The experience of my work being seen and evaluated by others is valuable. This prize has given me confidence that the topic I am working on is meaningful, not just for me. Being acknowledged is good for the mental health of PhD students generally, who often welcome a boost of support for their work. I strongly believe that research is a field of work where internationalisation and exchange experiences are of crucial importance. The idea of a university network where people can exchange ideas and work is fantastic, in my opinion. I was participating in a short academic exchange when I heard the news that I had been awarded this prize. 

The main impact of this prize is that it will enable me to visit with other research groups working in my field. The work in the Drosophila melanogaster field is unique and each laboratory does things in their own way as there is no unified standard to guide their handling. Visiting other research groups is valuable, allowing me to learn and gain inspiration from the solutions of others. It also helps to spread this experience, allowing, for example, younger generations of bachelor or master students to work with this model.  


What are your hopes for the future of your research and where do you envision your doctoral degree will take you?

The end of 2024 signals the end of the funding period for this project. This project was supported by two Austrian organisations; Josef Ressel Centre for Phytogenic Drug Research and FFoQSI and I have until the end of the year to finalise some of my findings. I hope that the existing project will be prolonged or transformed under a different framework. 

As for the future, I love science and I hope I will continue to work in research. I want to dedicate more time to the research of bioavailability and bioactive compounds to better understand what makes some substances more favourable in our guts than others. Why do we absorb this and not that? Can we make our bodies absorb certain compounds and not just let them pass through?  

We have learned how to extract valuable compounds from nature and to sell them as vitamins and supplements, but in very few cases do we understand how much of it is used by our bodies and how these interact with everything else we consume. For example, some vitamins require the presence of certain fats to be well absorbed. Diets which restrict the consumption of certain food groups could also impact uptake of certain compounds. I hope to get a chance to investigate these details in future research and I think Drosophila melanogaster make great accomplices in this field of work. 

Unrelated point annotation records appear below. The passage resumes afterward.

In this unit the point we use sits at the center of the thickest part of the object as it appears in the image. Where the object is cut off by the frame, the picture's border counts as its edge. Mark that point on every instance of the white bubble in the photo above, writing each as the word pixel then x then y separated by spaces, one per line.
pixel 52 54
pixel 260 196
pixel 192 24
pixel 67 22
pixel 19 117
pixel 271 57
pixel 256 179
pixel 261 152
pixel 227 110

Research into intestinal health and bioavailability of substances conducted by our lab is also related to industry projects. It’s great to see that companies are not just interested in producing supplements, but also in understanding how these supplements work. I think it’s important for applied sciences to work together with industry and enable industry to remain science based. 

What advice would you give to individuals who aspire to undertake a PhD? 

If you want to do it, go for it. Never stop being curious.